Aurora da Filosofia da Tecnologia em Ernst Kapp e Gilbert Simondon para um esboço crítico ao estágio atual da experiência técnica
DOI:
https://doi.org/10.9732/2024.V128.1205Resumo
Uma nova disciplina filosófica nomeada Filosofia da Tecnologia vem revolucionando a reflexão filosófica deste século, propondo uma resposta diferenciada ao cumprir o mister filosófico de problematizar as aparentes obviedades vividas em cada momento histórico. E nosso desafio começa por buscar compreender o que significa uma palavra, que nada tem de óbvia: tecnologia. Seu emprego indiscriminado pelo senso comum é, sim, uma obviedade constatada em fatos postos em gráficos e planilhas, mas o que se entende por este fenômeno e as consequências que dele decorrem ainda exigem múltiplos escrutínios científicos e sociais. Este ensaio objetiva apresentar um breviário das origens da Filosofia da Tecnologia, a qual se constitui inicialmente como Filosofia da Técnica, tal como inaugurada explicitamente na obra de Ernst Kapp, e que se refina na obra de Gilbert Simondon.
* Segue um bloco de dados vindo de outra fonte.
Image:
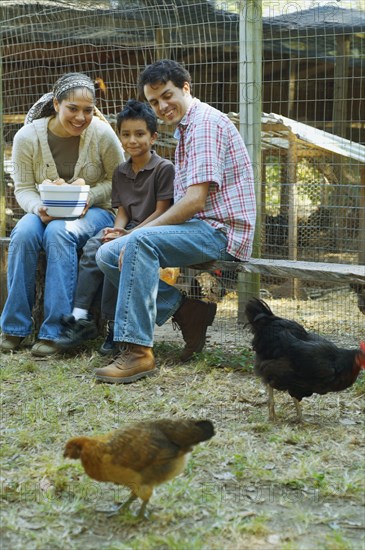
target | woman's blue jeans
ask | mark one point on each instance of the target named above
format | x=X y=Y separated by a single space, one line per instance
x=144 y=299
x=61 y=240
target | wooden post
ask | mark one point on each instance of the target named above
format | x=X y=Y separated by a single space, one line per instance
x=293 y=205
x=250 y=88
x=339 y=116
x=362 y=216
x=292 y=88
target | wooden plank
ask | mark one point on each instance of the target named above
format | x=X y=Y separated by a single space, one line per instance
x=315 y=271
x=326 y=272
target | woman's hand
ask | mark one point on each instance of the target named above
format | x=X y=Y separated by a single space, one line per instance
x=85 y=209
x=45 y=218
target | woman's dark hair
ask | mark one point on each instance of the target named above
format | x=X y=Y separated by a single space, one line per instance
x=136 y=110
x=164 y=71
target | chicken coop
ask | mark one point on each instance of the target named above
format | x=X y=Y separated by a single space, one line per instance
x=311 y=173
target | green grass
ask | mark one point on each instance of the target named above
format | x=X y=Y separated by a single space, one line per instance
x=256 y=484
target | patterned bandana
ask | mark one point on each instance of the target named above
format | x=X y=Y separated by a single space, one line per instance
x=44 y=106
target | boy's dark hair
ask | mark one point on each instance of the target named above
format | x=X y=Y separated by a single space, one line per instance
x=163 y=71
x=136 y=110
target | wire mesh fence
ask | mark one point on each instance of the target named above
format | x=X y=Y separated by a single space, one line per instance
x=313 y=183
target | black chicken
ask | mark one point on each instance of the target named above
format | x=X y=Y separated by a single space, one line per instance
x=288 y=358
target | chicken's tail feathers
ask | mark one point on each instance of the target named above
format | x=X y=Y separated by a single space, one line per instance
x=256 y=310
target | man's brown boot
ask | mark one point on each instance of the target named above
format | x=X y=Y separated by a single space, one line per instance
x=132 y=363
x=193 y=318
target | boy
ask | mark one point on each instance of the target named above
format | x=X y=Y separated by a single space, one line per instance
x=142 y=190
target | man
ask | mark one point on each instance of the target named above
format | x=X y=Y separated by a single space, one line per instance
x=212 y=218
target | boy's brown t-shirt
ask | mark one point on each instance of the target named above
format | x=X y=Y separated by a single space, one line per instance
x=139 y=193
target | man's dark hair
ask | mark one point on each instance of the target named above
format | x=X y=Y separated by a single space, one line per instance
x=163 y=71
x=136 y=110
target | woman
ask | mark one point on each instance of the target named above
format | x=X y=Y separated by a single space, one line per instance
x=61 y=139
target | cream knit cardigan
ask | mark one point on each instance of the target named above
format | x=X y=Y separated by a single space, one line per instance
x=100 y=152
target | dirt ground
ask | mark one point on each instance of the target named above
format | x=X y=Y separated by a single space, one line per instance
x=256 y=485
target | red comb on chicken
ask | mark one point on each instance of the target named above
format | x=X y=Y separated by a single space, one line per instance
x=288 y=358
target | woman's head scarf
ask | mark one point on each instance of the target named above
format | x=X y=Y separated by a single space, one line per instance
x=44 y=106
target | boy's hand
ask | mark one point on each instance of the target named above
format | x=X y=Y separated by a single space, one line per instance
x=111 y=233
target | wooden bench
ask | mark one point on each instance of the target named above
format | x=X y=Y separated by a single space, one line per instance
x=354 y=275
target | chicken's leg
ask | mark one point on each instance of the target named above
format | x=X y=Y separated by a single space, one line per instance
x=298 y=408
x=271 y=403
x=122 y=507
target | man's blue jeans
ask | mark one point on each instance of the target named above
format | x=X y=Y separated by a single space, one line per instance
x=60 y=239
x=144 y=299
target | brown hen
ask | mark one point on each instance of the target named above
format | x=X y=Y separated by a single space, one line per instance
x=141 y=456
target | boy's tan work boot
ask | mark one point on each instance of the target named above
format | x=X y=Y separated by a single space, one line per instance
x=132 y=363
x=193 y=318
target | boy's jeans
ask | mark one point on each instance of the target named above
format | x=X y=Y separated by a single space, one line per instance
x=143 y=299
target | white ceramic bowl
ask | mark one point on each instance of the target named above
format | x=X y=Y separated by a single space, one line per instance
x=64 y=201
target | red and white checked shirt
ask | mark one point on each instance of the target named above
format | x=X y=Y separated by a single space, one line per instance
x=210 y=149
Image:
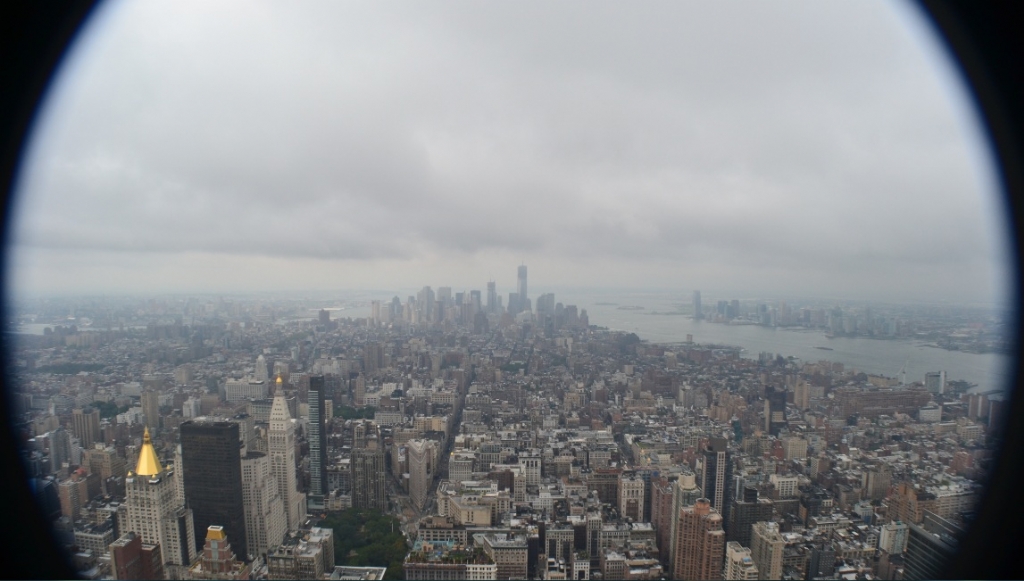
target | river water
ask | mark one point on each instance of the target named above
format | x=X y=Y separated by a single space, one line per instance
x=881 y=357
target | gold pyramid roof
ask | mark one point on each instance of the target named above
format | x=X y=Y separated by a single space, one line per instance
x=148 y=465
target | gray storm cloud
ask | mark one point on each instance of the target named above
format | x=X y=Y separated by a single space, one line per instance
x=824 y=137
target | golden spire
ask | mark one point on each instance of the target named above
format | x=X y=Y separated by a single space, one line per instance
x=148 y=465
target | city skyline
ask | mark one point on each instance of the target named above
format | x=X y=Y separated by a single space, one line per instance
x=630 y=161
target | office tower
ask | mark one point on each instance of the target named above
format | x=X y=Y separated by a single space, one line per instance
x=265 y=523
x=508 y=551
x=930 y=547
x=281 y=444
x=217 y=559
x=738 y=564
x=774 y=410
x=73 y=494
x=767 y=546
x=821 y=562
x=684 y=493
x=151 y=409
x=425 y=302
x=935 y=382
x=369 y=478
x=308 y=557
x=85 y=425
x=744 y=512
x=546 y=304
x=131 y=558
x=631 y=496
x=514 y=306
x=212 y=461
x=317 y=442
x=59 y=445
x=521 y=285
x=152 y=508
x=103 y=461
x=802 y=395
x=421 y=469
x=475 y=301
x=716 y=474
x=893 y=537
x=492 y=297
x=699 y=542
x=375 y=312
x=262 y=373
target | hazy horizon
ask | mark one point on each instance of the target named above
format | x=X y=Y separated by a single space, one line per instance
x=798 y=150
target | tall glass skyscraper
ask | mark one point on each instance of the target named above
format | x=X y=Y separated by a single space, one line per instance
x=317 y=442
x=521 y=286
x=211 y=459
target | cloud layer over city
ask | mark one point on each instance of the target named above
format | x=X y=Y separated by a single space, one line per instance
x=805 y=149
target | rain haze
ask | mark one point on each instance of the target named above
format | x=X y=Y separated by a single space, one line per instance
x=803 y=149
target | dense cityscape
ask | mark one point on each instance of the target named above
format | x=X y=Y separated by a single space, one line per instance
x=479 y=436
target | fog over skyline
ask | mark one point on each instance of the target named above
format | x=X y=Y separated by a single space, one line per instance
x=797 y=149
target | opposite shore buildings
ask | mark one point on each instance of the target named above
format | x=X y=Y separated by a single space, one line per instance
x=508 y=440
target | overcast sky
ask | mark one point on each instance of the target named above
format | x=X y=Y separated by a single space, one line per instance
x=806 y=149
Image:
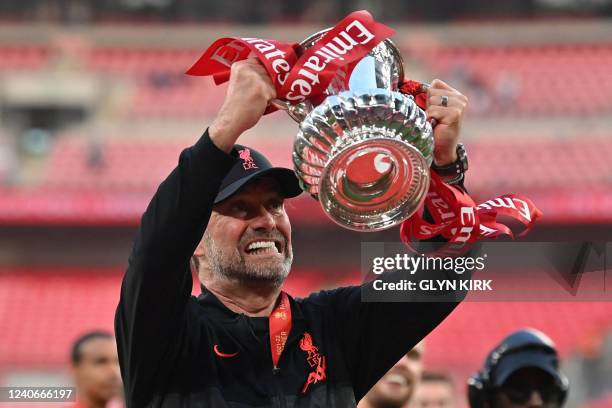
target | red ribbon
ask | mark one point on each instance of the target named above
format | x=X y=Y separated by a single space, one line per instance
x=306 y=77
x=456 y=217
x=280 y=326
x=296 y=79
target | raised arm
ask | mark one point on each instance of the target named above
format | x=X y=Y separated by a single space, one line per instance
x=152 y=317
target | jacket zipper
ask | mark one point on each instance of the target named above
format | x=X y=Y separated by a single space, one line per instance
x=279 y=387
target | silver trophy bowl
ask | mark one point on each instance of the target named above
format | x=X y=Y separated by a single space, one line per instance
x=365 y=151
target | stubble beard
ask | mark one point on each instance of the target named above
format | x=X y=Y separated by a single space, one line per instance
x=232 y=266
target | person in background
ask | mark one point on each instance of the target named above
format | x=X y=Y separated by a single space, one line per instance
x=397 y=387
x=436 y=390
x=521 y=372
x=95 y=369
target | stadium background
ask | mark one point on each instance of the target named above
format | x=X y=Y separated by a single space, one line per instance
x=95 y=109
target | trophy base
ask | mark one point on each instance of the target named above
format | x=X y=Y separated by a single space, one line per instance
x=374 y=184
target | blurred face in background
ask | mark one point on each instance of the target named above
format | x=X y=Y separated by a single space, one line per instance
x=397 y=386
x=529 y=388
x=434 y=393
x=97 y=374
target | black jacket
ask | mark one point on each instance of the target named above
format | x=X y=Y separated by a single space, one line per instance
x=166 y=337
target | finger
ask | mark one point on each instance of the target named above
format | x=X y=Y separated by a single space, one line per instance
x=458 y=101
x=441 y=91
x=447 y=116
x=439 y=84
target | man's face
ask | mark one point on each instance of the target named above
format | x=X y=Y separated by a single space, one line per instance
x=248 y=237
x=397 y=386
x=528 y=388
x=434 y=394
x=97 y=373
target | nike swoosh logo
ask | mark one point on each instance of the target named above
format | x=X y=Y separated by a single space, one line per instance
x=222 y=354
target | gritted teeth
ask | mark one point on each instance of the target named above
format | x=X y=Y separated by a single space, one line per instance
x=262 y=245
x=397 y=379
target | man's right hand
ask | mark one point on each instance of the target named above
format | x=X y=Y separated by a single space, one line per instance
x=249 y=91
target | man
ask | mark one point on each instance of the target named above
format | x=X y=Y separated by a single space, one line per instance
x=244 y=342
x=398 y=385
x=436 y=390
x=521 y=372
x=95 y=369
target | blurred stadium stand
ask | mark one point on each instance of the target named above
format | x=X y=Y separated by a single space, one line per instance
x=93 y=116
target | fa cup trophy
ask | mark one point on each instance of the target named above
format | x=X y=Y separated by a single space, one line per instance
x=365 y=151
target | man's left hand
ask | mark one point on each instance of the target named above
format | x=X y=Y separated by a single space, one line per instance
x=449 y=118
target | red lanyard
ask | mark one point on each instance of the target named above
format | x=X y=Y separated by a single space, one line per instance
x=280 y=326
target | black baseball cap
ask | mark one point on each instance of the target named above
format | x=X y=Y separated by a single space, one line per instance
x=522 y=349
x=539 y=359
x=251 y=165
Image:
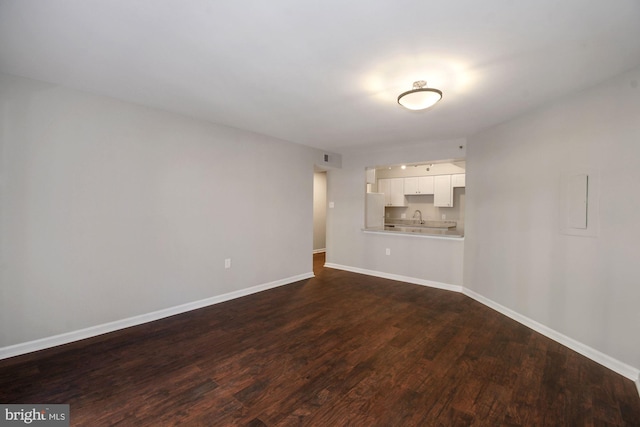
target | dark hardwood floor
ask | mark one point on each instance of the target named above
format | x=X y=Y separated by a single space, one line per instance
x=339 y=349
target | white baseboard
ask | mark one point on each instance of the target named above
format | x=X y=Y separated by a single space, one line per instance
x=397 y=277
x=56 y=340
x=593 y=354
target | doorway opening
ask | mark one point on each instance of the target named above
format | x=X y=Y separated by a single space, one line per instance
x=319 y=217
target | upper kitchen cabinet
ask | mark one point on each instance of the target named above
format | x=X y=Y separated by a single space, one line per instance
x=393 y=189
x=458 y=180
x=418 y=185
x=442 y=191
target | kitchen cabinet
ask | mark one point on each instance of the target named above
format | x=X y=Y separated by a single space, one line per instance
x=458 y=180
x=393 y=189
x=442 y=191
x=418 y=185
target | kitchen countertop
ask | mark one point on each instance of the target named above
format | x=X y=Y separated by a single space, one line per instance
x=417 y=231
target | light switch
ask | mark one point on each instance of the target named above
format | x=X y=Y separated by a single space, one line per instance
x=577 y=200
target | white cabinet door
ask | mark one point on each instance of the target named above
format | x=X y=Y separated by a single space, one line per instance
x=418 y=185
x=425 y=185
x=384 y=187
x=443 y=191
x=411 y=185
x=397 y=192
x=458 y=180
x=393 y=189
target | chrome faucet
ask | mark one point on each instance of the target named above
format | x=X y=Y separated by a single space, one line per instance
x=417 y=212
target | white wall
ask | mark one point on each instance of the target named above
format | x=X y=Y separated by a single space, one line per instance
x=412 y=258
x=111 y=210
x=586 y=288
x=319 y=211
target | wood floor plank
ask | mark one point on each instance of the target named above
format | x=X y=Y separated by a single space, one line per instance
x=339 y=349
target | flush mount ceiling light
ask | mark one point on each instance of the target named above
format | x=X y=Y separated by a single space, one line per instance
x=420 y=97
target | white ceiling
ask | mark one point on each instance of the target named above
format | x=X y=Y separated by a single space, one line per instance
x=325 y=73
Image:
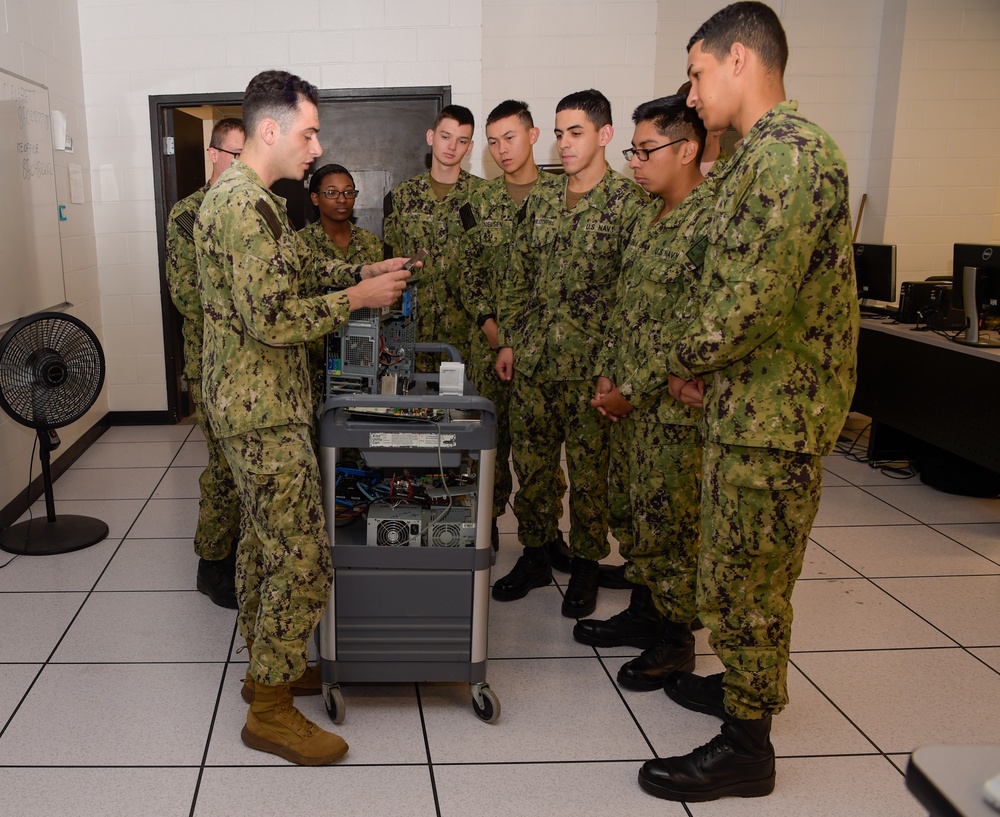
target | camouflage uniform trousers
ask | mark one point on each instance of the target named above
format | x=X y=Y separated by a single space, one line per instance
x=543 y=415
x=487 y=384
x=654 y=487
x=219 y=501
x=283 y=568
x=758 y=507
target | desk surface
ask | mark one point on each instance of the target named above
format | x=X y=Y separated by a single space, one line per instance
x=907 y=332
x=948 y=780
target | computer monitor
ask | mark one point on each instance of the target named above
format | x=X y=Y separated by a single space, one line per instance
x=976 y=290
x=875 y=268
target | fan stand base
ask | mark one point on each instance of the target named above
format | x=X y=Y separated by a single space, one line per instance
x=39 y=537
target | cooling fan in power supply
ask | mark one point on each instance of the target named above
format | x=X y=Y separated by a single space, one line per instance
x=51 y=373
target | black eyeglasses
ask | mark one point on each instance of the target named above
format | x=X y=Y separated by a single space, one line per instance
x=336 y=194
x=642 y=154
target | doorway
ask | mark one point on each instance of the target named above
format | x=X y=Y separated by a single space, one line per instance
x=377 y=133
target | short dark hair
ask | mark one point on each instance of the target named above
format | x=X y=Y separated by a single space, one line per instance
x=511 y=107
x=326 y=170
x=221 y=128
x=754 y=24
x=459 y=113
x=673 y=119
x=592 y=102
x=275 y=95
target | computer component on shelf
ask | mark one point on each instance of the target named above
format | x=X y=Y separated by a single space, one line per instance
x=373 y=352
x=394 y=526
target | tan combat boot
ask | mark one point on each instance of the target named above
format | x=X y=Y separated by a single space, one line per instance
x=274 y=725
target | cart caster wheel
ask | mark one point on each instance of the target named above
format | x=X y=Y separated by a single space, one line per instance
x=334 y=700
x=485 y=703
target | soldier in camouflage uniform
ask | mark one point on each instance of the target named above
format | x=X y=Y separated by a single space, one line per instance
x=257 y=319
x=564 y=272
x=219 y=504
x=431 y=211
x=333 y=235
x=510 y=135
x=775 y=341
x=655 y=474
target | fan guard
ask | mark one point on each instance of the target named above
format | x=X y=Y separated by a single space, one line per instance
x=51 y=373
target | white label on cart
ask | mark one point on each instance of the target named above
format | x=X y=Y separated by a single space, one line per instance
x=402 y=439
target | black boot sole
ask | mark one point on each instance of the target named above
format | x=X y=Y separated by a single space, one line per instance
x=648 y=685
x=521 y=591
x=745 y=788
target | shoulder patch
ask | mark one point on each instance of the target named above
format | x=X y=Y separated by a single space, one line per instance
x=270 y=217
x=185 y=223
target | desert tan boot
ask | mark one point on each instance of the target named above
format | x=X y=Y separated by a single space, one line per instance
x=274 y=725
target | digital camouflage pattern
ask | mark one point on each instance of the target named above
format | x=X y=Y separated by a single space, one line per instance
x=758 y=507
x=554 y=312
x=564 y=272
x=655 y=472
x=284 y=525
x=776 y=340
x=486 y=249
x=415 y=219
x=218 y=502
x=258 y=312
x=258 y=316
x=777 y=334
x=364 y=248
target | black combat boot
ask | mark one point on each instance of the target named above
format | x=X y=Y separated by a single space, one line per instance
x=672 y=652
x=217 y=580
x=738 y=762
x=560 y=556
x=637 y=625
x=581 y=592
x=530 y=571
x=697 y=693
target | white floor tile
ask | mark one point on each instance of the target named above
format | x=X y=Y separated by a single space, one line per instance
x=852 y=614
x=376 y=791
x=543 y=716
x=167 y=519
x=901 y=550
x=151 y=564
x=854 y=506
x=158 y=627
x=114 y=715
x=107 y=483
x=934 y=507
x=33 y=623
x=179 y=483
x=530 y=790
x=825 y=787
x=154 y=454
x=96 y=792
x=973 y=623
x=902 y=699
x=77 y=570
x=194 y=453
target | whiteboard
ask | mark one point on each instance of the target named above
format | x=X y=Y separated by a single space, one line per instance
x=31 y=268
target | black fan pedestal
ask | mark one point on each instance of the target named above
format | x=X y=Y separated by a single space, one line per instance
x=51 y=535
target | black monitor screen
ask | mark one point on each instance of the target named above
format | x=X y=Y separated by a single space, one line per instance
x=875 y=267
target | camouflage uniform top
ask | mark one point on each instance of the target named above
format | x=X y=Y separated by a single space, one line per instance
x=487 y=247
x=415 y=219
x=778 y=327
x=182 y=279
x=258 y=311
x=656 y=301
x=563 y=275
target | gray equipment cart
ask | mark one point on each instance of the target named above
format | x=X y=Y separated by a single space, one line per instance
x=410 y=596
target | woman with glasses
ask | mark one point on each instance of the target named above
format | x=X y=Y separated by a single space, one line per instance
x=333 y=235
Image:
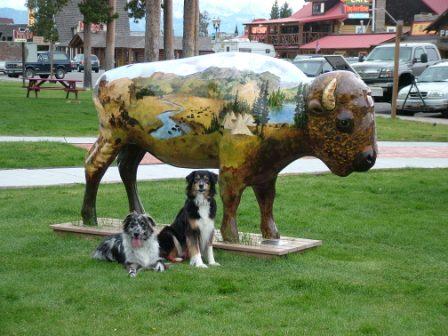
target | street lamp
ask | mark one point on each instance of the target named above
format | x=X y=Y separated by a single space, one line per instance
x=216 y=24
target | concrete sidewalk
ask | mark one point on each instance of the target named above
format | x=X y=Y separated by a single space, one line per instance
x=392 y=155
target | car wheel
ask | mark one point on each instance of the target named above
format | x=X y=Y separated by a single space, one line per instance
x=60 y=73
x=29 y=73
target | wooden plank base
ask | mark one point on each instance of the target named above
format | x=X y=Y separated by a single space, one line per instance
x=250 y=243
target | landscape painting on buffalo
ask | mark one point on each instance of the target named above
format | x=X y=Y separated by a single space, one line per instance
x=247 y=115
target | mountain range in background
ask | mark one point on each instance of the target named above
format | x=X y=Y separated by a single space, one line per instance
x=229 y=19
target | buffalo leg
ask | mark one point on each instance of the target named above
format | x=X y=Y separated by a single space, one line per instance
x=265 y=194
x=128 y=161
x=231 y=191
x=101 y=155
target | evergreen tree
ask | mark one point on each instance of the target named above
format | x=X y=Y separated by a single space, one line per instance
x=285 y=11
x=275 y=11
x=300 y=117
x=204 y=21
x=44 y=24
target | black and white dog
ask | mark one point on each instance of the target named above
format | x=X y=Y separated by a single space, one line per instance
x=136 y=247
x=192 y=232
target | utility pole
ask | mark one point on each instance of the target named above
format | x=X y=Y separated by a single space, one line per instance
x=393 y=112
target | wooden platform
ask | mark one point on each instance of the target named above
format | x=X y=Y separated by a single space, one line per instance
x=250 y=243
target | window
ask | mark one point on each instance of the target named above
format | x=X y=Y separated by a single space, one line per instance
x=318 y=8
x=418 y=53
x=327 y=67
x=59 y=57
x=432 y=54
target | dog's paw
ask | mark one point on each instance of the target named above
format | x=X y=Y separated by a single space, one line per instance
x=159 y=267
x=201 y=265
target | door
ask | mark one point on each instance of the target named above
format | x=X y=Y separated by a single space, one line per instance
x=417 y=66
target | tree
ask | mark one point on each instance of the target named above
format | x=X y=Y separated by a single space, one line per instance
x=137 y=10
x=196 y=27
x=44 y=24
x=152 y=30
x=110 y=37
x=93 y=11
x=275 y=12
x=204 y=21
x=168 y=35
x=285 y=11
x=189 y=23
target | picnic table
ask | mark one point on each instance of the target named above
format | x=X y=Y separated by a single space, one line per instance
x=67 y=85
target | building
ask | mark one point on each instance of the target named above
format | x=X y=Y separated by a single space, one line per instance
x=317 y=25
x=129 y=46
x=440 y=26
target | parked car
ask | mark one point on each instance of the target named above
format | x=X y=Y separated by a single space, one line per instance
x=79 y=62
x=433 y=87
x=61 y=65
x=377 y=68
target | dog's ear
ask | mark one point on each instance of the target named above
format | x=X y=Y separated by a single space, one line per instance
x=127 y=221
x=190 y=177
x=149 y=220
x=214 y=177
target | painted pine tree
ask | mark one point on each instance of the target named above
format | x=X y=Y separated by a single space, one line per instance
x=300 y=117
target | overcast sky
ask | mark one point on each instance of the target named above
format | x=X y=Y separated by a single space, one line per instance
x=256 y=7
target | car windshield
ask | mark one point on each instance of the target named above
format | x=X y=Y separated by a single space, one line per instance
x=434 y=74
x=309 y=68
x=387 y=54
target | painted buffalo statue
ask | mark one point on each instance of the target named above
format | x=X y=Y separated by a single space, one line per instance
x=247 y=115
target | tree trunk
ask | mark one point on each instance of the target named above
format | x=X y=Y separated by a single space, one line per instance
x=168 y=35
x=196 y=27
x=110 y=39
x=51 y=59
x=87 y=54
x=188 y=38
x=152 y=34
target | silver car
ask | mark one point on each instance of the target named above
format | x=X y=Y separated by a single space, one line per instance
x=433 y=87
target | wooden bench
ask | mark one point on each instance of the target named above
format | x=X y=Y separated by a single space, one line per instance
x=67 y=85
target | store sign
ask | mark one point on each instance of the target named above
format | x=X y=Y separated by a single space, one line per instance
x=418 y=28
x=22 y=35
x=259 y=30
x=357 y=9
x=94 y=28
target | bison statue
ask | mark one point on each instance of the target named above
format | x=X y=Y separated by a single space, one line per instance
x=247 y=115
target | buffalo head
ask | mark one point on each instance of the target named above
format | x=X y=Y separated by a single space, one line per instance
x=341 y=122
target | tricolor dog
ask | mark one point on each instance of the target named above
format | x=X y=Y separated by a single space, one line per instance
x=191 y=234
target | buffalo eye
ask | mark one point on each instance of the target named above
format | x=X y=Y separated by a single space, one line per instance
x=344 y=123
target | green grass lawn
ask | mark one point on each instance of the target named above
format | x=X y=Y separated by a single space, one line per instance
x=52 y=115
x=39 y=155
x=382 y=269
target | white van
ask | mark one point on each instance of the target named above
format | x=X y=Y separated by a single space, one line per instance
x=244 y=45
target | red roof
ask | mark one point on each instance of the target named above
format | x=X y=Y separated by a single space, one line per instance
x=438 y=6
x=305 y=15
x=349 y=41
Trata-se de dois pilares da formação dessa nova disciplina filosófica, aqui tomados como referenciais respectivamente nos séculos XIX e XX, e que visa a oferecer novas chaves compreensivas do estágio atual do processo de artificialização da vida humana. Partindo desses dois programas filosóficos, serão trazidas reflexões sobre os fundamentos e dimensões da experiência técnica na constituição da natureza humana. Temática de indiscutível relevância, é aqui explorada com o propósito de compreender o estado da arte da inteiração homem-máquina que nos toma de assalto neste início de século, com graves rupturas, numa velocidade sem precedentes, exigindo novos horizontes críticos - teóricos e éticos-, para enfrentarmos os desafios ditos disruptivos que já nos amedrontam e os muitos que ainda estão por vir.